There was no such book.
“I feel like I straddle two areas, as a business owner, with a very linear way of thinking, and as a creative person with a curious, open, global way of thinking.”
She has so far learned one major lesson: “Hire good people. Find good people who are good at what they do and let them do that. It’s surrounding yourself with people who are doing what’s natural for them.”
She has four full-time employees and three part-time. Titles range from production coordinator to carpenter/welder. She pays full medical and dental benefits and offers a paid vacation. And that doesn’t count the events and vacations she provides – trips to see theatrical performances in Seattle, afternoons at the movies, “and sometimes we just go to a museum and walk around.”

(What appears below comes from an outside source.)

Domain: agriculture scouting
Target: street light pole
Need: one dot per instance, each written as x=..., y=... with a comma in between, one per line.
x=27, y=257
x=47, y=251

And the trip to Morocco next month. “I think they (her employees) work really hard. They give a lot of themselves,” she said. “For us, as a group, it’s a bonding experience. It’s exposure to other people and the chance to become more rounded and more global. It comes down to ‘what can we celebrate together and what can we see, feel or taste together?’ I’ve experienced a lot of people giving to me. It’s paying it forward.”
“It’s always something new every day,” said Sherri Brady, a Vangard designer. “It challenges your mind. We may not change the world, but we’ll have some fun along the way. We laugh quite a lot. I would say (Julie) is the most demanding boss I’ve ever had, but she expects quality.”
“I feed off the stress,” said event coordinator Katelind Donahue. “You’ve got to be artistic and professional. I think Julie is a great role model.”
Production coordinator Steven Anderson said, “It’s always a challenge. The motivation to succeed is always there. Julie’s vision makes the client happy and makes us happy. Morocco? Who does that? Who goes to Morocco? We are.”
At the reception desk, several awards – including one from the International Special Events Society – tell part of the story of Hale’s success.
So does Kara Hefley, director of development at Tacoma Art Museum. Hefley has hired Vangard to design several museum events.
“When you talk about local event planners, I think Julie’s name is on the top of everyone’s list,” she said. “What make Julie special is her vision and her creativity and her work ethic in making her vision a reality.